There is one major problem with curl -I though.

A problem with curl -I is that it doesn’t do a normal GET request — it does a HEAD request.

Here’s what MDN says about that:

The HTTP HEAD method requests the headers that would be returned if the HEAD request’s URL was instead requested with the HTTP GET method.

For example, if a URL might produce a large download, a HEAD request could read its Content-Length header to check the filesize without actually downloading the file.

So a Web server should return just the headers for a HEAD request in the same way that it would for a GET request, but in reality not all servers behave correctly, and I’ve run into sites where HEAD requests don’t send the correct response. The Web developer might have limited a route to only respond to GET requests and nothing else.

To deal with that problem, there’s actually a better way to view the headers, but it involves a little more typing.

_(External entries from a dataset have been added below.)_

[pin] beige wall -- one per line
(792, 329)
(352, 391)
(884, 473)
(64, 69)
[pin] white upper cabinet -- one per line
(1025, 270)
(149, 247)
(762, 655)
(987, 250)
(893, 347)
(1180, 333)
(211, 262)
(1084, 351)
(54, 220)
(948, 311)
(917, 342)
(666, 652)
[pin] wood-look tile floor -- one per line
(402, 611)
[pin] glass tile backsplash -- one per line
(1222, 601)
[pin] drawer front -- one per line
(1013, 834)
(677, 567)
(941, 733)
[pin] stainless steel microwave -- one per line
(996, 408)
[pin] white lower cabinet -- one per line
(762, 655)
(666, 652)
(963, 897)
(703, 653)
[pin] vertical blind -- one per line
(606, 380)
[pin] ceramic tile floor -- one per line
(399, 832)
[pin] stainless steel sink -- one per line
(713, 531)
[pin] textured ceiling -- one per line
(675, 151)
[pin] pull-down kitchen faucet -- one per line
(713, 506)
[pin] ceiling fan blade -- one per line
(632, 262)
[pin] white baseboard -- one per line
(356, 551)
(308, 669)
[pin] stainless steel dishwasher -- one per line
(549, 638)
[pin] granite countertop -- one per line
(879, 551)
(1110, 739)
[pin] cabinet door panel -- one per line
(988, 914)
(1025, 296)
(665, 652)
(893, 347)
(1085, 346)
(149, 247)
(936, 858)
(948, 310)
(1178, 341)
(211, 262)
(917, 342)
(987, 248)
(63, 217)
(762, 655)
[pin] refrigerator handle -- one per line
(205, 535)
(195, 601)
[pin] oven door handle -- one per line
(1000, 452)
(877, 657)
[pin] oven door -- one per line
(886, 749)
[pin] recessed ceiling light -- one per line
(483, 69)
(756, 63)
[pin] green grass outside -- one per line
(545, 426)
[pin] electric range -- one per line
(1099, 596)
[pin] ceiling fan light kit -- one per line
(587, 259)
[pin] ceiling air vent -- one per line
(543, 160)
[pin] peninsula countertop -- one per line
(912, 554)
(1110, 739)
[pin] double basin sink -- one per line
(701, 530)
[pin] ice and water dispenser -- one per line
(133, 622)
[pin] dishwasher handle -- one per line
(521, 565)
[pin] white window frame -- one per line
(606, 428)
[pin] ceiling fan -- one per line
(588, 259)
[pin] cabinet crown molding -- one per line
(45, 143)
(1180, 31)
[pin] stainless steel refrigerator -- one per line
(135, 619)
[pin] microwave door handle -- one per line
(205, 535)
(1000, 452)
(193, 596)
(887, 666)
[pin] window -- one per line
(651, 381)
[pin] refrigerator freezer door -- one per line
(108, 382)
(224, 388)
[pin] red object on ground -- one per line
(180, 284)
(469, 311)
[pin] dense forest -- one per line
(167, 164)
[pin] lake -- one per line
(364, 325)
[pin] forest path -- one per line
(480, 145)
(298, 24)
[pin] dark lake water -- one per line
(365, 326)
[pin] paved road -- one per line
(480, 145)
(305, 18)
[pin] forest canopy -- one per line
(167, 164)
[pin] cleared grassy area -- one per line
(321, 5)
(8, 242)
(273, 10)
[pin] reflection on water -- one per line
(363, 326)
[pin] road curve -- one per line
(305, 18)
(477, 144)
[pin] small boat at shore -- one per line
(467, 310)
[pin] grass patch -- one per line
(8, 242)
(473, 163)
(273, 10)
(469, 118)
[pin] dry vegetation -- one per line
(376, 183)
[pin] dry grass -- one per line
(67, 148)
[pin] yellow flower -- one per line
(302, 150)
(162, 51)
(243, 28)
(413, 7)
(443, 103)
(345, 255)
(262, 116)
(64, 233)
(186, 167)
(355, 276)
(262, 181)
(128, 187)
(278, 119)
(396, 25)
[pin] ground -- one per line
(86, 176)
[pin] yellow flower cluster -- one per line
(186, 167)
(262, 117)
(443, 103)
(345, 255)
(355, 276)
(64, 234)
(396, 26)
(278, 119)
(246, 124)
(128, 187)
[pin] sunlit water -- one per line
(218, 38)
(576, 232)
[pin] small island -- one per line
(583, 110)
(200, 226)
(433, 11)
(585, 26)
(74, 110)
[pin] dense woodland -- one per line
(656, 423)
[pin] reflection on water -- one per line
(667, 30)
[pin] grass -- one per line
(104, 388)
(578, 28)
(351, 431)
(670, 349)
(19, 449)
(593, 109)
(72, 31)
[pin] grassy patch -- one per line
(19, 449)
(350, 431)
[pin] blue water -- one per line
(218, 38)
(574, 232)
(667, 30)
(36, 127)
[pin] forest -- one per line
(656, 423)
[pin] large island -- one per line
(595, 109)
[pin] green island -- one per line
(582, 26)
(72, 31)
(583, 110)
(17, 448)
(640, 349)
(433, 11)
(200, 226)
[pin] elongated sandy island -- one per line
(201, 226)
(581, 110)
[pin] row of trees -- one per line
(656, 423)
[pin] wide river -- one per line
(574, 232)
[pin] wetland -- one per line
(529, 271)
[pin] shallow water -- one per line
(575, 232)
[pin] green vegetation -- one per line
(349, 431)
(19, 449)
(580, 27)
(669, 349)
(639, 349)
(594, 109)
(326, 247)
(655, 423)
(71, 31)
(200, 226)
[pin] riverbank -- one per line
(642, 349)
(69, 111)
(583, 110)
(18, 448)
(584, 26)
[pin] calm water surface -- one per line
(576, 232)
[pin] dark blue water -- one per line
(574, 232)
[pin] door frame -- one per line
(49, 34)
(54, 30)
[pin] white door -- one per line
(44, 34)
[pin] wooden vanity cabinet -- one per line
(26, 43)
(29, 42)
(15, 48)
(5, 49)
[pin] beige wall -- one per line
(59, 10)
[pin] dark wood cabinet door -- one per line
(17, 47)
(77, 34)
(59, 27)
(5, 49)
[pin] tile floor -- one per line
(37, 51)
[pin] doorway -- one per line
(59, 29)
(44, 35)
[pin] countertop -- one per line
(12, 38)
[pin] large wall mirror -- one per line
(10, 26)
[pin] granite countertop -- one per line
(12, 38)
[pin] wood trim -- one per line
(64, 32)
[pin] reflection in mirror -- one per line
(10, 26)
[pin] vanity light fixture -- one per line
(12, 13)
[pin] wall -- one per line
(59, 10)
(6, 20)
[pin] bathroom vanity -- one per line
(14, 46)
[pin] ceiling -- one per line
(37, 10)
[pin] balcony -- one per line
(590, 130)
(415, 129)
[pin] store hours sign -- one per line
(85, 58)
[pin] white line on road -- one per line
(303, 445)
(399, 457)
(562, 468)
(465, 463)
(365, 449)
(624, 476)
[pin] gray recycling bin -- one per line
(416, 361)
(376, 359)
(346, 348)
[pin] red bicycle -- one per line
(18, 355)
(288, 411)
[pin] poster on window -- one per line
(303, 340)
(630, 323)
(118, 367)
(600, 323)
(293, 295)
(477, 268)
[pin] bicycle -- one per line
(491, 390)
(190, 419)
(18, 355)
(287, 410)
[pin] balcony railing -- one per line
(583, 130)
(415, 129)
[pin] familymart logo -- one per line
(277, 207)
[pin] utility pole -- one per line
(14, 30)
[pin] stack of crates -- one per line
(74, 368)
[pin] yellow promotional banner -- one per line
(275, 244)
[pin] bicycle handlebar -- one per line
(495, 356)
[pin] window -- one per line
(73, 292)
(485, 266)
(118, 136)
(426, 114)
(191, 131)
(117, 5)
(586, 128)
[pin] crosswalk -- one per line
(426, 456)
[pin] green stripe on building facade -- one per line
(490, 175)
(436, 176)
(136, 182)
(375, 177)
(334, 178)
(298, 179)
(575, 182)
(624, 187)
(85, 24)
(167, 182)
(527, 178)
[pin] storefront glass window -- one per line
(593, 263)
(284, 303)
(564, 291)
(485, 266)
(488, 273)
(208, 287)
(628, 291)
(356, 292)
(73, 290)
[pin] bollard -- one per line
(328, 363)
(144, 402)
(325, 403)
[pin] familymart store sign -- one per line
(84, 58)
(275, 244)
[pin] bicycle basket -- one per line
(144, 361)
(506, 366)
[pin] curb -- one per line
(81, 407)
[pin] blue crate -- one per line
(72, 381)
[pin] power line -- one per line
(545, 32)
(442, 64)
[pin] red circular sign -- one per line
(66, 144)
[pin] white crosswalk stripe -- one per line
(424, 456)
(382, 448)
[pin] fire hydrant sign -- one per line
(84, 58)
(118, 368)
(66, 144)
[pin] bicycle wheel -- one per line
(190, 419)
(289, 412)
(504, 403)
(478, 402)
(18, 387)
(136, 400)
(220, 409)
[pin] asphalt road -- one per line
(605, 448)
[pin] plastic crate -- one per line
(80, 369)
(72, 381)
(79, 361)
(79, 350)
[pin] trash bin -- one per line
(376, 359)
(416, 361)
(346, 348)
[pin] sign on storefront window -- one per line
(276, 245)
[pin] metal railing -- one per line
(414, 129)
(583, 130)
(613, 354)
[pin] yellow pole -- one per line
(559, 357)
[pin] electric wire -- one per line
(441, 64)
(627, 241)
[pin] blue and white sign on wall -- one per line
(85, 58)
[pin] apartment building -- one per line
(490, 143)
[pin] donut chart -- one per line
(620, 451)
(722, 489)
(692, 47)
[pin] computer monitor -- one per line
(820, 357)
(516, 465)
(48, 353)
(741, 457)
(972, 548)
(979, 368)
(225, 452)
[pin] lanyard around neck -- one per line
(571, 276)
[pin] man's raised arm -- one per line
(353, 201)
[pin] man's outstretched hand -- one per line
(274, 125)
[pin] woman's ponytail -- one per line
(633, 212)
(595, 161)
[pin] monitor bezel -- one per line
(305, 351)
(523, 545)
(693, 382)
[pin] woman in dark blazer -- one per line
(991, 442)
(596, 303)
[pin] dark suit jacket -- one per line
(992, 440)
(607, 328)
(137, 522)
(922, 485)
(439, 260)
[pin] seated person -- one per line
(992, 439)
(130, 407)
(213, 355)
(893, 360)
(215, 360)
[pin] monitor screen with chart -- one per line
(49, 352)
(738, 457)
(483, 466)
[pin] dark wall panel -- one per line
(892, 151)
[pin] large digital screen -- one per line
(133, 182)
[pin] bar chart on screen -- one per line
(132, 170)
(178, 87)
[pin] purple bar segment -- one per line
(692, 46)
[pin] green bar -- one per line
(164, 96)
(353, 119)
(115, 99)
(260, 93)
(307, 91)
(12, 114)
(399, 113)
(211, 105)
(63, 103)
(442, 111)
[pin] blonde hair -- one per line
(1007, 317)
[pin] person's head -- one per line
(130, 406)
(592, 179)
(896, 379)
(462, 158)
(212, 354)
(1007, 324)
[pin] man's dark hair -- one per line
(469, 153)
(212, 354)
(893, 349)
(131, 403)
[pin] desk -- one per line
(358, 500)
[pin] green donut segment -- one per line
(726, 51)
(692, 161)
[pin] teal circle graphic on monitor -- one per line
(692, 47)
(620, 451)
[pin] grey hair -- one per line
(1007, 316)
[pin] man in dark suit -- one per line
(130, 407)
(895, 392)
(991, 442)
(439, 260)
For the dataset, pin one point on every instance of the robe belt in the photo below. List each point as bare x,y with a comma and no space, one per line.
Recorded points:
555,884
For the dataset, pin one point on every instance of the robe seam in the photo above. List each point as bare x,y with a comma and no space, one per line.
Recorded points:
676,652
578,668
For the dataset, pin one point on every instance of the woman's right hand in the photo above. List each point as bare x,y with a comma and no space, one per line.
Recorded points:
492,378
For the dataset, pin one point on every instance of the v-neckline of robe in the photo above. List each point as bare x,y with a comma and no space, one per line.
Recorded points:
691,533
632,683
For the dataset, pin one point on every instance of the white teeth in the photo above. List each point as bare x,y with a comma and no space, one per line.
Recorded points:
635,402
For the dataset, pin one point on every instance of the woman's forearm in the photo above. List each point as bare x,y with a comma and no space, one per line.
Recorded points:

First, I’ll show the version that requires more typing, and then I’ll show an easy way to avoid the extra typing.

Better `curl` headers

Here’s the command that will perform a real GET request, print out the headers, and follow any redirects in order to give you a full report of what is happening:

curl -sSL -D - <url> -o /dev/null

Replace <url> with an actual URL. Here’s a working version:

curl -sSL -D - http://example.com/ -o /dev/null

(The flags will be explained below after discussing a few other things.)

Instead of typing that out each time, you can put it in a bash/shell function like this:

headers () {
    curl -sSL -D - "$1" -o /dev/null
}

That function lets you run the longer version of the curl command by just typing headers. The $1 in the code means that the first thing after the headers command will be injected into the code inside the function.

So now all you have to type is this:

headers https://example.com/

But there’s one more problem!

The problem is that some websites serve different content to bots, and they might consider requests with a user-agent header of “curl” to be a bot. So if you make a request like this with curl, you might see different output than if you made the request with a regular Web browser.

To make the request look more like a browser you can add request headers by using the -H flag. Each header that you want to add gets prefixed with -H.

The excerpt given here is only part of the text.